September 17, 2008

 

December corn Bears work on resuming downtrend

 

 

December Chicago Board of Trade corn futures price action Tuesday (September 16) morning is showing strong selling pressure to suggest the recent price strength was just a short-covering bounce in a market that wants to continue to trend lower.

 

Importantly, the key "outside markets" - crude oil and the value of the US dollar against the other major currencies - are exerting a major influence over the grain futures market at present, especially crude oil prices.

 

The fact that crude prices have dropped well below what was major psychological support at US$100.00 a barrel is now sucking speculative money out of most commodity markets, including the grains.

 

It's likely that grain traders will continue to focus more on the outside markets in the near term and less on grain market fundamentals.

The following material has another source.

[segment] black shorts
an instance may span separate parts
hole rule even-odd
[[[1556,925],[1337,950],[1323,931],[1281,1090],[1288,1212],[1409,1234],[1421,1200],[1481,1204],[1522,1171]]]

And it's likely the outside markets will continue in a bearish posture for corn and the other grain markets for the near term.

 

Technical resistance for December corn is located at Tuesday's high of US$5.65 a bushel, at US$5.75 and then at US$5.80 3/4, which is the top of a downside price gap created on the daily bar chart on Sept. 2. A push above US$5.80 3/4 would provide the bulls with fresh upside near-term technical momentum to suggest that prices can trend sideways to higher in the near term.

 

Technical support for December corn is seen at Tuesday's low of US$5.43 3/4 and then at last week's low of US$5.31. The next downside technical objective for the corn bears is producing a close below last week's low, which would then suggest a challenge of the August low of US$5.04 1/2 and even major psychological support at US$5.00 a bushel in December futures.